Hi all,
I have a ChIPseq of a TF (narrow peaks), without replicates, which peaks were found with a good quality using an INPUT dna as control. QUESTION: Is there any statistical way to validate the final list of peaks in the downstream analysis, in order to filter those peaks which are called as statistically significant, but when looked by eye in a browser the enrichment they present seems to be like background?
Below I put an example of what I'm describing in a region of 76 Kb region:
In the first pair of tracks, one could appreciate the enrichment of the TF (red) versus the input (black) highlighted as blue boxes. But in the second pair of tracks, the peak caller mark just the small peak in the center of the blue box (marked also with another track in black as a little profile, just above the peak). The statistical parameters used to get the peaks are pvalue < 10e-5 and FDR < 1%.

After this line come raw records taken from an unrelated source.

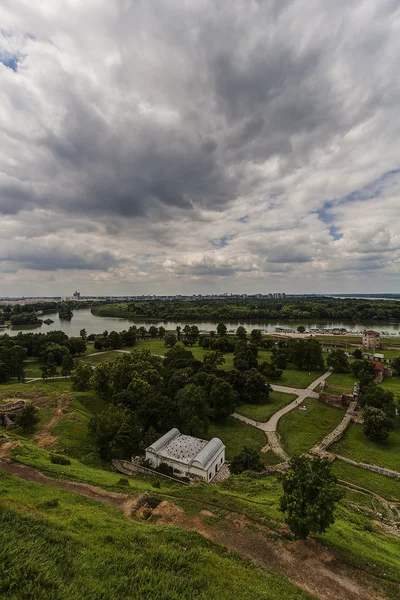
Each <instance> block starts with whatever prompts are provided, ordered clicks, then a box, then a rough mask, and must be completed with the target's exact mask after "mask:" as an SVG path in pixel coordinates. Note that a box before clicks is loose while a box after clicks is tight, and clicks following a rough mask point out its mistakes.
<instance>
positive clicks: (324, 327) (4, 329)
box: [0, 309, 400, 337]
mask: <svg viewBox="0 0 400 600" xmlns="http://www.w3.org/2000/svg"><path fill="white" fill-rule="evenodd" d="M40 318H42V319H47V318H50V319H52V320H53V321H54V323H52V324H51V325H44V324H43V325H42V326H41V327H40V326H31V325H26V326H23V327H22V326H18V327H9V328H8V329H4V330H0V333H2V332H4V333H7V334H8V335H10V336H13V335H17V333H18V332H19V331H35V332H41V333H46V332H47V331H53V330H60V329H61V331H65V333H66V334H67V335H68V336H70V337H77V336H79V332H80V331H81V329H86V332H87V333H88V334H89V333H102V332H103V331H105V330H107V331H109V332H110V331H123V330H124V329H128V328H129V327H130V326H131V325H136V326H137V327H140V326H141V325H144V327H146V329H148V328H149V327H150V326H151V325H155V326H156V327H159V326H160V325H162V326H163V327H165V329H175V328H176V327H177V326H178V325H180V326H181V327H184V326H185V325H186V324H189V325H191V324H192V323H191V322H190V321H187V322H182V321H149V320H146V319H117V318H115V317H96V316H94V315H92V313H91V312H90V309H83V310H74V316H73V318H72V320H71V321H60V319H59V317H58V313H46V314H45V315H42V316H41V317H40ZM195 324H196V325H197V326H198V328H199V329H200V330H204V331H210V330H212V329H214V330H215V329H216V328H217V322H216V321H204V322H197V321H196V322H195ZM225 324H226V326H227V328H228V331H229V330H236V329H237V327H238V326H239V325H243V327H245V328H246V329H247V330H248V331H251V330H252V329H264V330H265V331H269V332H275V328H276V327H284V328H285V329H286V328H287V329H295V328H296V327H297V326H298V325H305V326H306V328H307V329H311V328H316V327H318V328H326V329H333V328H335V327H344V328H346V329H347V330H349V331H362V330H363V329H375V330H377V331H384V332H387V333H389V334H391V335H394V334H397V335H399V334H400V323H391V324H389V323H385V322H381V323H379V322H377V321H365V322H363V323H352V322H349V321H348V322H346V321H318V322H317V321H311V320H309V321H307V322H306V321H258V322H256V321H251V322H248V321H247V322H246V321H225Z"/></svg>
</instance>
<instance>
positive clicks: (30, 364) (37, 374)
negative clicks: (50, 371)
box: [24, 358, 44, 377]
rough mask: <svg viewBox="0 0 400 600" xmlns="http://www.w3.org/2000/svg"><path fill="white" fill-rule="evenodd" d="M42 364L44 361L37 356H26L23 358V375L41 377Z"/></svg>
mask: <svg viewBox="0 0 400 600" xmlns="http://www.w3.org/2000/svg"><path fill="white" fill-rule="evenodd" d="M43 364H44V363H42V362H41V361H40V360H39V359H37V358H27V359H26V360H24V373H25V377H41V376H42V371H41V369H40V367H42V366H43Z"/></svg>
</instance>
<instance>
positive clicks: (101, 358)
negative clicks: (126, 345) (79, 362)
mask: <svg viewBox="0 0 400 600" xmlns="http://www.w3.org/2000/svg"><path fill="white" fill-rule="evenodd" d="M118 356H123V353H122V352H117V351H116V350H109V351H107V352H99V354H94V355H93V356H82V358H80V359H79V360H80V361H82V362H84V363H85V364H86V365H91V366H92V367H94V366H96V365H98V364H99V363H101V362H104V361H105V360H108V361H110V360H115V359H116V358H117V357H118Z"/></svg>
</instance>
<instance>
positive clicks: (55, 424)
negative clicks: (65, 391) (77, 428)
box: [34, 394, 71, 450]
mask: <svg viewBox="0 0 400 600" xmlns="http://www.w3.org/2000/svg"><path fill="white" fill-rule="evenodd" d="M70 404H71V396H70V395H69V394H61V395H60V396H59V398H58V400H57V408H56V411H55V413H54V416H53V417H52V418H51V420H50V421H49V422H48V423H47V424H46V425H45V426H44V427H43V428H42V429H41V430H40V431H39V432H38V433H37V434H36V435H35V438H34V439H35V441H36V442H37V445H38V446H39V448H44V449H45V450H49V449H50V448H52V447H53V446H54V444H55V443H56V442H57V440H58V437H57V436H55V435H52V434H51V431H52V430H53V428H54V427H55V426H56V425H57V423H58V422H59V421H60V419H62V418H63V416H64V415H63V411H64V410H65V409H67V408H68V407H69V405H70Z"/></svg>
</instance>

I read in papers about validating peaks by PCR, or finding motifs in overall list of peaks but my concern is to find a method which would maybe re-filter the peaks so close to background and keep only visible and statistical significant peaks
I don't think computational validation can be done, ChIP-seq is a technique to assay genome wide protein occupancy and the only way to validate it is to use another tool to generate a dataset that also gives information on protein occupancy (such as ChIP-qPCR). IMO the question you are asking boils down to 'I ran several peak callers but some regions that it found are not believable by eye, is there any way to avoid them?' The typical answers would be to a) try another peak caller (if you want a very conservative one, you could try sole search) b) use different cutoffs and from your response you did something similar to b) where you made a special filter rule but the disadvantage of doing something like this is it might seem arbitrary and hard to justify. One thing you could try is overlap the regions found by the different peak callers and call that the 'concordant set' or something
Daniel, just a question - unfortunately not concerning the original question. How did you draw these kind of signal profiles? I think these are wig signal profiles but i dont know how to construct such figures without using e.g. UCSC browser export function. Best regards!